На этом фоне непонятно, почему потребовались еще долгих три сотни лет, пока нашелся, наконец, император, который усек все выгоды от нового вероучения. Им, как известно, был Константин, который в 316 году признал, а восемь лет спустя объявил христианство государственной религией.
Буквально через год после этого, в 325 году, в Никее был созван Вселенский собор, утвердивший принципы христианства в качестве единственной обязательной веры, а все, не согластное с этими принципами, — ересью, подлежавшей уничтожению. Правда, попытку отменить власть церкви и поставить христиан вне закона предпринял в 361 году император Юлиан. Но он вскорости умер, и учение Павла восторжествовало уже навсегда.

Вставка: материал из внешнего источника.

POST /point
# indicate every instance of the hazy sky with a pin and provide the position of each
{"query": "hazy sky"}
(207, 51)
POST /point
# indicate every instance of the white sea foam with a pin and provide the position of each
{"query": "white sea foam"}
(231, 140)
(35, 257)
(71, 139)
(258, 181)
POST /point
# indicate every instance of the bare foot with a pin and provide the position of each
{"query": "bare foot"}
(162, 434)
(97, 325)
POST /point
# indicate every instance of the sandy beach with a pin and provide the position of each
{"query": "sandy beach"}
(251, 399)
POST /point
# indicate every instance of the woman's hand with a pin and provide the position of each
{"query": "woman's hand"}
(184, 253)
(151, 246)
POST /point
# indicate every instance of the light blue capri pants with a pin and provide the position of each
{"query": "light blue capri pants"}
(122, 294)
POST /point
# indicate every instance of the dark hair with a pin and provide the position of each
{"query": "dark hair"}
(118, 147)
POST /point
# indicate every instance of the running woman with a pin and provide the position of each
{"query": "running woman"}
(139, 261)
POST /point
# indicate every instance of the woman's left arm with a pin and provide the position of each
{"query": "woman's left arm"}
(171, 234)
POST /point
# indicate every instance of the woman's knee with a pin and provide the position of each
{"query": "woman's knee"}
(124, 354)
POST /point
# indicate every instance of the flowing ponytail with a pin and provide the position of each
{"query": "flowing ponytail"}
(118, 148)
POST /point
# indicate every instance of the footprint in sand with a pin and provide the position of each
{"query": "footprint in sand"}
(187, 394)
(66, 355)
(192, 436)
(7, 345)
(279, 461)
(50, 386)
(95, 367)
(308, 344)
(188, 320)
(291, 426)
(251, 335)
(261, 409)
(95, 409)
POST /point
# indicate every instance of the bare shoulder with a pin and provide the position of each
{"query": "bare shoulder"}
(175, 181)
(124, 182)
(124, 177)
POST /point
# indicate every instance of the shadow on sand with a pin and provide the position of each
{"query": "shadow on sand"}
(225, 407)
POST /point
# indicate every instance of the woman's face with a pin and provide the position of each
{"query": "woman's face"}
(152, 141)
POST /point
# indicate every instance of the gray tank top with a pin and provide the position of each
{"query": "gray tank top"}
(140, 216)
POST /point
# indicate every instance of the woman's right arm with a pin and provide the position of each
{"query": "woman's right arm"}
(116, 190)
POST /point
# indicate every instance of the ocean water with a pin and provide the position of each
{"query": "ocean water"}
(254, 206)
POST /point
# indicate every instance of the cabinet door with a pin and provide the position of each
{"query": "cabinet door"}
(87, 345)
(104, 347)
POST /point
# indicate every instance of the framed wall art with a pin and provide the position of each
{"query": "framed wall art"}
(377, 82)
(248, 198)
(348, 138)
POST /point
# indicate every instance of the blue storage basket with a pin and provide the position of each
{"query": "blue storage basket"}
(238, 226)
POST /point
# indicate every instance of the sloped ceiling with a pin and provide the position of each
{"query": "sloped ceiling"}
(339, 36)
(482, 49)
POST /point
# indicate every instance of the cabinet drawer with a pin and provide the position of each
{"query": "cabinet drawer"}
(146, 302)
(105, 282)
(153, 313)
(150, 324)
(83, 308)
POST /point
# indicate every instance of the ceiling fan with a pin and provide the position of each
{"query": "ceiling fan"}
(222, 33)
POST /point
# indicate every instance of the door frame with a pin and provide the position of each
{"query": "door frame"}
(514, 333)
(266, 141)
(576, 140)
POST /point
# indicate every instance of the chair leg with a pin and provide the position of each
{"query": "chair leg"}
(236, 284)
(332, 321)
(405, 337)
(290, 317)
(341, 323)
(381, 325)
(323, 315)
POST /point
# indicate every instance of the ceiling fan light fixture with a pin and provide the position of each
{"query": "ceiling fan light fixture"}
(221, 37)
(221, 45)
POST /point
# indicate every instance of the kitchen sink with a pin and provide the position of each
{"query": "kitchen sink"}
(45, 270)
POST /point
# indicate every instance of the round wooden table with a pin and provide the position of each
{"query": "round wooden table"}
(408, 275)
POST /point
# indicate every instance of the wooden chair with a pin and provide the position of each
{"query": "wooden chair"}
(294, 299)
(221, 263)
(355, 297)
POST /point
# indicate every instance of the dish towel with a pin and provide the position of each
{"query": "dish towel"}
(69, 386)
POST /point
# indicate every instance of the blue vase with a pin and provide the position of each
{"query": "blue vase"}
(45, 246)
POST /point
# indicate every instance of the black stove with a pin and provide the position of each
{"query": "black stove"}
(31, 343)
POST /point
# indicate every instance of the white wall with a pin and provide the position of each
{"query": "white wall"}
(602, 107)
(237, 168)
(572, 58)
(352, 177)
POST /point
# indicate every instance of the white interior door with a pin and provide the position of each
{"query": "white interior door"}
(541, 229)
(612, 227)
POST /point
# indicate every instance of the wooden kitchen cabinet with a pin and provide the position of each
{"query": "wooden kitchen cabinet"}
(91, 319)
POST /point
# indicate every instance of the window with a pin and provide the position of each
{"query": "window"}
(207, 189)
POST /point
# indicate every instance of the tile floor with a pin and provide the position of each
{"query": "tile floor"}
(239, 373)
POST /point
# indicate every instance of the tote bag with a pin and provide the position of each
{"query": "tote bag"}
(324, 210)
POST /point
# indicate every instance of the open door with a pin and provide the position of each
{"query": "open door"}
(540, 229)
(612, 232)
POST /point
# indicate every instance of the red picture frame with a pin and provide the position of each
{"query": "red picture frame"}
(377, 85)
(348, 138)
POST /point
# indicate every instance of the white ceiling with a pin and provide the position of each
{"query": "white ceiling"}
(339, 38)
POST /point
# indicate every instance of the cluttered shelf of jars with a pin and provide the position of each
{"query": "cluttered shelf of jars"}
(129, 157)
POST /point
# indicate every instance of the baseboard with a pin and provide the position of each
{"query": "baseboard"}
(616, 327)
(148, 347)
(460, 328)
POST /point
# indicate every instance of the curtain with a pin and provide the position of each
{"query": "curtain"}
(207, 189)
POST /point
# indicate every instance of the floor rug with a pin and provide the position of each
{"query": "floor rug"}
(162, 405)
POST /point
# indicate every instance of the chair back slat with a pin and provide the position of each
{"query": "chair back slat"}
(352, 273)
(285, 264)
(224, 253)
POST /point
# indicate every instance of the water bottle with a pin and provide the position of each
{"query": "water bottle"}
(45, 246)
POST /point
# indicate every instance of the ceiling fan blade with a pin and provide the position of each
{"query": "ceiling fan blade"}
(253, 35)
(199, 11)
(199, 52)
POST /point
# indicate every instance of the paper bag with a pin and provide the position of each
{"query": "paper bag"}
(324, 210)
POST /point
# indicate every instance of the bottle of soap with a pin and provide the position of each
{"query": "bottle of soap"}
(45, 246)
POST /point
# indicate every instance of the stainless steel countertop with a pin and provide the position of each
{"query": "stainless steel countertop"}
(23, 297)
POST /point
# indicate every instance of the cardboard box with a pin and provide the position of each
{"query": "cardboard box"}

Говорить о причинах столь долгого восхождения этого вероучения, не только открыто ушедшего от еврейства, но чудовищно враждебного еврейству, несмотря на сохранение в нем многих значительных элементов иудаизма, не входит в задачу настоящего очерка. Поэтому лишь эскизно назову, на мой взгляд, важнейшие.
Прежде всего, оно не сразу добилось признания в своей собственной среде среди последователей Иисуса, которые после смерти своего лидера разделились на массу враждебных друг другу групп и группировок. Всем нам памятно, как в прекрасной работе Ф. Энгельса о раннем христианстве они сравниваются с политическим расколом внутри ранних рабочих организаций. Борьба среди ранних христиан, в самом деле, шла жестокая, по всем правилам партийной нетерпимости, разгула страстей, самолюбий, предательств и доносов.